Snow claims another casualty as BAA chalks up big loss

The airports operator says it lost £24m to the big freeze. Does it only have itself to blame?

by Emma Haslett
Last Updated: 19 Jul 2011
Another casualty of the pesky cold snap, and a predictable one at that: Spanish-owned airports operator BAA said today that it lost £24m as a result of the snow grounding hundreds of flights just before Christmas. The worst-affected airport, Heathrow, lost a painful £19m. The big question for BAA and its shareholders, though, is whether management could have done more. After all, £24m buys you a lot of snow ploughs.

According to figures released by BAA today, a total of 7.2m passengers used its six airports during December – 10.9% fewer than during the same month in 2009, and 0.6% lower than expected. Heathrow itself saw 4.8m passengers pass through, 9.5% lower than the previous year. But while it might have suffered the most financially, other airports saw bigger drops in passenger numbers: Edinburgh sank 18.4%, while Glasgow fell by 15.3%, Stansted dropped by 10.9% and Aberdeen was down by 8.3%.

BAA has already had complaints from the airlines, who were quick to point out that while Heathrow was buried under a blanket of snow, nearby Gatwick (which was sold by BAA in 2009 as part of an agreement with the Competition Commission) managed to operate relatively normally. In fact, so incensed was Virgin Atlantic that last week, it refused to pay its operator fees to BAA until it sees the results of an inquiry into the chaos (not due until March).

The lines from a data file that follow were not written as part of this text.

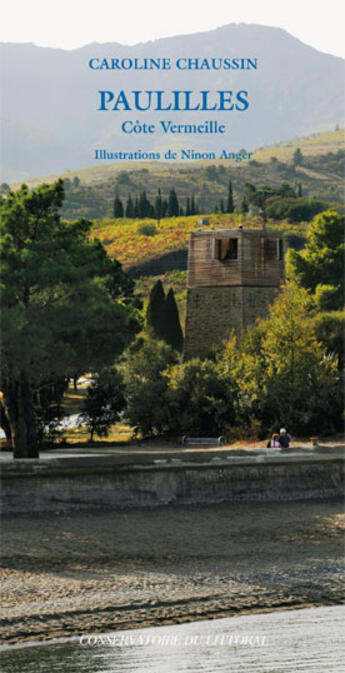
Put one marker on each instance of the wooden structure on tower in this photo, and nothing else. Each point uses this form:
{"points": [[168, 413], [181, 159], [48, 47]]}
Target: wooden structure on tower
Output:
{"points": [[233, 276]]}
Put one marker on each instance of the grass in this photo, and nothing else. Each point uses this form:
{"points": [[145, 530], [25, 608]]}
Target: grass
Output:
{"points": [[118, 434]]}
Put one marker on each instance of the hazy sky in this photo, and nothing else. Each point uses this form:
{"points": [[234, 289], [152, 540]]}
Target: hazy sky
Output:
{"points": [[72, 23]]}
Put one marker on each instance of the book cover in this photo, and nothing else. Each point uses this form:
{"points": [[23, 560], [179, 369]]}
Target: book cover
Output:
{"points": [[171, 405]]}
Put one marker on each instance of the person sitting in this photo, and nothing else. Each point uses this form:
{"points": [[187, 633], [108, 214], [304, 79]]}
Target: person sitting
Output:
{"points": [[274, 442], [284, 438]]}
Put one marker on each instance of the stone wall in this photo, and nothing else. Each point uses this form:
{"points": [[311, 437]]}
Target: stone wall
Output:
{"points": [[70, 484], [212, 312]]}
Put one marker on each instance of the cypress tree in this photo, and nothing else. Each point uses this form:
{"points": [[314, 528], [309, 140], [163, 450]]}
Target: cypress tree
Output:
{"points": [[144, 206], [230, 204], [244, 206], [173, 205], [158, 206], [192, 206], [174, 334], [156, 311], [136, 207], [129, 207], [118, 207]]}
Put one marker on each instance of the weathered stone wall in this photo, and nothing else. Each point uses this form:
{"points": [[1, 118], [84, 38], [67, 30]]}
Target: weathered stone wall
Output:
{"points": [[212, 312], [40, 487]]}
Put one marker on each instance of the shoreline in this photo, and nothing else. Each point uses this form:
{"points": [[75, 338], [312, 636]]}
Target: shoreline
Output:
{"points": [[96, 572], [28, 641]]}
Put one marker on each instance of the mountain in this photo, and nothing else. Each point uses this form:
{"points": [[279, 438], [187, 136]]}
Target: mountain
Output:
{"points": [[49, 117]]}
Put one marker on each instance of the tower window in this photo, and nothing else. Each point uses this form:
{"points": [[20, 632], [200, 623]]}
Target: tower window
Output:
{"points": [[280, 250], [226, 248]]}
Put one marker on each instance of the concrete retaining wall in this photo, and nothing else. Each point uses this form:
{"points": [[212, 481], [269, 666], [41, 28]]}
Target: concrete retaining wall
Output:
{"points": [[67, 484]]}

The problem, some say, is that - unlike Gatwick - BAA failed to invest sufficiently in snow ploughs and de-icing equipment. Now in terms of preparation, this is clearly a difficult balancing act for any infrastructure operator: heavy snow may have caused chaos twice last year, but it's still a relatively uncommon occurrence in the UK. On the other hand, BAA is particularly sensitive to charges like this, because there's already a perception that Spanish owner Ferrovial is more worried about servicing its massive debts than investing in our airports. The fact is that it simply can’t afford to keep having fiascos like this – particularly at Heathrow. We just can’t have the UK’s most important transport hub brought to a standstill for avoidable reasons – and if BAA doesn’t wise up to this fast, the Government is likely to make it.

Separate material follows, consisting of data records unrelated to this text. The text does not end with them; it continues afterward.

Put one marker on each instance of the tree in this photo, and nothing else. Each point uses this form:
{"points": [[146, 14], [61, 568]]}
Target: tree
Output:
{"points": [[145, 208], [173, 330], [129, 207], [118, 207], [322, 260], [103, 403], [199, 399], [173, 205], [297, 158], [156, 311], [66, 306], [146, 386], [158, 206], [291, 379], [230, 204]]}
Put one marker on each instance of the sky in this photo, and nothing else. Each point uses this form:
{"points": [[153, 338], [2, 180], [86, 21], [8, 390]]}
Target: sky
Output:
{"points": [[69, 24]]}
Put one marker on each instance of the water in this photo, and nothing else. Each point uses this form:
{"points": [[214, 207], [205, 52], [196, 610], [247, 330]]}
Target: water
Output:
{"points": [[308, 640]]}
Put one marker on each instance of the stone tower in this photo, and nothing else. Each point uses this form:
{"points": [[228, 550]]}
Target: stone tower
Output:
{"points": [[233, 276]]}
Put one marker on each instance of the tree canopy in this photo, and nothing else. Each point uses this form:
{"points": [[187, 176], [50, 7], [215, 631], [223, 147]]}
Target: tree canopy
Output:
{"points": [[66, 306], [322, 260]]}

BAA CEO Colin Matthews naturally begs to differ, pointing out that the BAA is currently going through a ‘£1bn-a-year investment programme’. Our advice would be that as well as ‘winning back confidence, upgrading our terminals and doing whatever it takes to improve people’s journeys’, he might want to squeeze a couple of snow ploughs into that budget. It'll probably save money in the long run, as well as appeasing some of those disgruntled airlines.